For further reference, also see the Wikipedia article on "Internet Hosting Service".
Our "opening question" for this Meta page. No explanation needed: hosting for my laravel website is clearly asking for a hosting service, and not any kind of software.
This was not an easy one to close, as it's well redacted. Nevertheless:
Asking for a service, not for the software: looking at payment gateway and eCommerce services
Not asking for any kind of software, not even web-app or API – rather for a service providing the wanted information.
OP is looking for the hosting service again, the software part is already decided (wget). The "other way around" it would have been on-topic (looking for the command-line tools to exchange the files, with "wget" being on of the possible answers).
Though it might look like belonging into the next section (border-line: "Is it web-app or hosting?"), OP clearly wants his own scripts/web-apps being hosted, hence it's a "hosting question".
OP is looking for a company dealing with his sites payment stuff ("what I'm looking for is a payment service". While some API might kick in eventually, the question's current main purpose is to find a service provider handling payment stuff in the specific way described – which clearly goes beyond the scrope of this site.
Items like the following might make a closer discussion necessary, dealing with where exactly the border is between "clearly hosting-related" and "a web-app implying hosting". Bens answer partly covers this, but we still have no "clear line" yet.

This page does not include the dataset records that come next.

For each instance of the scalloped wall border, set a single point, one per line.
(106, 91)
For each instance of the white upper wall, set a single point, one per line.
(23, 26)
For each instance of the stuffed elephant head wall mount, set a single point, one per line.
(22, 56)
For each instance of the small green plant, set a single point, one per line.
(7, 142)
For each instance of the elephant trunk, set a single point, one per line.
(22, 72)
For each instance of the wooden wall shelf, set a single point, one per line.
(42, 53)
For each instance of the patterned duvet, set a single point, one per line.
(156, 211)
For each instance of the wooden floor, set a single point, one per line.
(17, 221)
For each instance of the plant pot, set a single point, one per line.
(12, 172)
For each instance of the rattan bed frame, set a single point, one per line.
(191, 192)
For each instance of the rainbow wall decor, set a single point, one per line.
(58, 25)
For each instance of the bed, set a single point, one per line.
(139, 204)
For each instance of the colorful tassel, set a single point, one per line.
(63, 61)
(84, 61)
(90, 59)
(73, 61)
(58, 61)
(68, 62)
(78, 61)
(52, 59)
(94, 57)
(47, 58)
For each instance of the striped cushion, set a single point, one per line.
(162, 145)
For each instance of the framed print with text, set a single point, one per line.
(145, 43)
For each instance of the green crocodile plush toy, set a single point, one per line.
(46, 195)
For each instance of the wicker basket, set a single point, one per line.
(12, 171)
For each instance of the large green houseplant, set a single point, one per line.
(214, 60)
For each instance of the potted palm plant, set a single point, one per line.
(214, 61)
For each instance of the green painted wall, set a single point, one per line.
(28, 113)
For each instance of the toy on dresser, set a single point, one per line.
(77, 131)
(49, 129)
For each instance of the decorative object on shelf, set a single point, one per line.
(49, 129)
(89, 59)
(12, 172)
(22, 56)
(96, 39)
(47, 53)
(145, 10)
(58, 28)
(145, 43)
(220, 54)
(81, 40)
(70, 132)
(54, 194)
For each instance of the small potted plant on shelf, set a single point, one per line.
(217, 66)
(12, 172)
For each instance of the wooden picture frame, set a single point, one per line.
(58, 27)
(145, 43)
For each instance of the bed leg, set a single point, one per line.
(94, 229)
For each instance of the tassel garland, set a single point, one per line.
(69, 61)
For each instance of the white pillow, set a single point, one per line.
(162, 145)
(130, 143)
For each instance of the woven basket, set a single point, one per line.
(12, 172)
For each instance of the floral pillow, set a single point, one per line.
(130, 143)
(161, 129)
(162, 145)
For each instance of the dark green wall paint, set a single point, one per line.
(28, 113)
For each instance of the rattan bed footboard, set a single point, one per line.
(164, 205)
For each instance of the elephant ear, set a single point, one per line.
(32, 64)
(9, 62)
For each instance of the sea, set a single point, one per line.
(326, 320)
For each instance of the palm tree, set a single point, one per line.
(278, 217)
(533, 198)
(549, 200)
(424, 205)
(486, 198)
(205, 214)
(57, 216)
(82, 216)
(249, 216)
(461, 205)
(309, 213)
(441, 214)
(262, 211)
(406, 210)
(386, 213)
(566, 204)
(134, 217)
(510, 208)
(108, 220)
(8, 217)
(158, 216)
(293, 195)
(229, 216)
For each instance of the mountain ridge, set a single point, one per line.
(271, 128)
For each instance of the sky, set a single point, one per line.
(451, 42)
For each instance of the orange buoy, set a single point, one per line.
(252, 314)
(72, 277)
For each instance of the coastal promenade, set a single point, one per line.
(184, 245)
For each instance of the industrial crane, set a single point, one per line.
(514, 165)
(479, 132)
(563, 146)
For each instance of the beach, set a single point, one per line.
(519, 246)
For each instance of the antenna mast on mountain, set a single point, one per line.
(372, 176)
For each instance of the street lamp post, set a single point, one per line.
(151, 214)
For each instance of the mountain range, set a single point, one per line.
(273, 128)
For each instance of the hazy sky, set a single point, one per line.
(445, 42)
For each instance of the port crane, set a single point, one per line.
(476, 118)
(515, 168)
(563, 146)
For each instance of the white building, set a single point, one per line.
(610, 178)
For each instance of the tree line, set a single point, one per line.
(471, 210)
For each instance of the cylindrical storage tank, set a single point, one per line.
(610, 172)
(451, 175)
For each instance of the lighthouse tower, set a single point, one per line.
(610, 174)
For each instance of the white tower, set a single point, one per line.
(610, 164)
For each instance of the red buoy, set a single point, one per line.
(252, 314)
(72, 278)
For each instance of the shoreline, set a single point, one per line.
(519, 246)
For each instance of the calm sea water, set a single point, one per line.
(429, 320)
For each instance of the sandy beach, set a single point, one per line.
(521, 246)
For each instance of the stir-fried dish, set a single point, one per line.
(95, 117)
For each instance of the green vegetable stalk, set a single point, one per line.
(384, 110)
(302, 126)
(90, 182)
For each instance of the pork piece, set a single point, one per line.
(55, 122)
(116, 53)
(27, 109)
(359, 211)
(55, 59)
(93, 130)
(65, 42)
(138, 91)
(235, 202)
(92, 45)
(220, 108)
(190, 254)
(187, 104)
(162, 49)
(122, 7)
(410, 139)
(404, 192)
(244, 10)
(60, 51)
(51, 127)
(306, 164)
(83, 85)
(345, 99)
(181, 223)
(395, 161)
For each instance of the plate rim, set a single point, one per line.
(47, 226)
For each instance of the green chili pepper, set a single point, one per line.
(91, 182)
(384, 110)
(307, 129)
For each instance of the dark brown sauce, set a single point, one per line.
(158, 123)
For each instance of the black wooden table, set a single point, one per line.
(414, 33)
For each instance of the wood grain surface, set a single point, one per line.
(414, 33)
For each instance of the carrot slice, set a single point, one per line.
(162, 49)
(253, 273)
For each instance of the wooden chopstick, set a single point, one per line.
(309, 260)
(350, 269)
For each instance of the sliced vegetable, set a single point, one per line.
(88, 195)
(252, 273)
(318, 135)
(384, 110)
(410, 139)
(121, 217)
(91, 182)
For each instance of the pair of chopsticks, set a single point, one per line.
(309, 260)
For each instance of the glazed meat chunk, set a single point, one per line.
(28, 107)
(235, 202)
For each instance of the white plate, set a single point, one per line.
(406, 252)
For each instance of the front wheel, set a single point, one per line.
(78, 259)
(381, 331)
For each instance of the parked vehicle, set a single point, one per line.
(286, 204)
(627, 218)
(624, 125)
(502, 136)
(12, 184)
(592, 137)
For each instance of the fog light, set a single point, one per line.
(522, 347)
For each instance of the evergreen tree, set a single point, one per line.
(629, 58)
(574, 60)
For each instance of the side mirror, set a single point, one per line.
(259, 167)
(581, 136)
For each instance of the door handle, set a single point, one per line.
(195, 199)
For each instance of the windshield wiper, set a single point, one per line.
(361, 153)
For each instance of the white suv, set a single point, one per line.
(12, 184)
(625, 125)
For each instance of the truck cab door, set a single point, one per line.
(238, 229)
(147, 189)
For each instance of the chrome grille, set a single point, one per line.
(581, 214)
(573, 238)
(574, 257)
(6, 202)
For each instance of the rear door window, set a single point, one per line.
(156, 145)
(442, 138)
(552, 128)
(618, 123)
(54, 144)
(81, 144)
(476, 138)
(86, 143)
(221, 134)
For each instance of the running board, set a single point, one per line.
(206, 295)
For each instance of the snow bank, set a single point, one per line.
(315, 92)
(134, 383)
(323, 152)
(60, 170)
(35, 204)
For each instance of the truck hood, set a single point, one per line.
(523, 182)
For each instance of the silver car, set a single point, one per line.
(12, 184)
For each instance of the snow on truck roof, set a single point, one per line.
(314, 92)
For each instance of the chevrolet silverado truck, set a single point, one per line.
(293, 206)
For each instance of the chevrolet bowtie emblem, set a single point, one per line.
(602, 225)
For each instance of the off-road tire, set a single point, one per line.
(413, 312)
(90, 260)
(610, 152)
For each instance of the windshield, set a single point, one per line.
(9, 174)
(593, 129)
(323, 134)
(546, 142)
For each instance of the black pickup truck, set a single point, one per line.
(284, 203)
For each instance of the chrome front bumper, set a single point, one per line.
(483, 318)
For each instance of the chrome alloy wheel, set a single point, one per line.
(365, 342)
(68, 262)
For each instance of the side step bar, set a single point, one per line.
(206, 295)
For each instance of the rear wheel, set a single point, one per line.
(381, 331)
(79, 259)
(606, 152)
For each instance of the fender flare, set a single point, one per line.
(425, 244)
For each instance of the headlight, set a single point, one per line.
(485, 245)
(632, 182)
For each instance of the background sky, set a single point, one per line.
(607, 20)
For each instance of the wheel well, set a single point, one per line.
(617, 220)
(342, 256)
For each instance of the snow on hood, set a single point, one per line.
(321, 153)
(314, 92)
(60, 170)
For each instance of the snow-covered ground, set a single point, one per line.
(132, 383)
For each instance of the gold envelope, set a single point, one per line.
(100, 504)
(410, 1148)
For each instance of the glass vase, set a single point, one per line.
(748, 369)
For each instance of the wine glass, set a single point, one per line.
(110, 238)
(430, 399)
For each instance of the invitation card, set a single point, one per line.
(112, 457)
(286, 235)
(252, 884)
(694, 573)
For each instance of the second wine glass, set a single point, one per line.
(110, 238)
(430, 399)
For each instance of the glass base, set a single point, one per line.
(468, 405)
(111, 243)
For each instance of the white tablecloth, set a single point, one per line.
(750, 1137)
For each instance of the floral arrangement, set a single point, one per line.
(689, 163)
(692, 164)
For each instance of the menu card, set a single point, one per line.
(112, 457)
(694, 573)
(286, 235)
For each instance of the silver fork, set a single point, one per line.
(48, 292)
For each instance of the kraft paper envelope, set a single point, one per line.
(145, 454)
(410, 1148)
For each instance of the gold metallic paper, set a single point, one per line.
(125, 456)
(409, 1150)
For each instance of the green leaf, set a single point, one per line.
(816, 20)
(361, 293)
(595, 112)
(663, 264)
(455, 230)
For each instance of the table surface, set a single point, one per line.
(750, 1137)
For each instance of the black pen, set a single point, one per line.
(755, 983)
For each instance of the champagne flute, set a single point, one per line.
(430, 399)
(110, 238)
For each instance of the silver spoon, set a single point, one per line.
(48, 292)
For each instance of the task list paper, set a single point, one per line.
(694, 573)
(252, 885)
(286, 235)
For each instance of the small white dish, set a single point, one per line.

Originally explicitly asking for a service, it's no longer clear to me whether this one could not be seen as "web-app" request. It's obviously a mix of both, as it requires the images to be "hosted" on the given site.
I have no opinion on this. But I would like to point out that the most of the opinions in other Answers are at odds with what is said here: Are web service recommendations off-topic?
If you want to make a distinction between
and
then there need to be a COHERENT explanation of where you draw the line and why.
Saying that Github and Dropbox are "applications" or "webapps" is circular logic. Github is BOTH an application AND a service, and in reality web hosting services are likewise BOTH applications AND services.
So that distinction boils down to an arbitrary assignment of vaguely defined labels.
I will just chime in. It is completely acceptable that recommendations for services be outside scope, as services in general are broad and are susceptible to subjective opinion.
However, for extremely narrow cases, where there may be precisely one solution, or cases where a web service replaces a desktop application, does it not seem against the spirit to not answer them?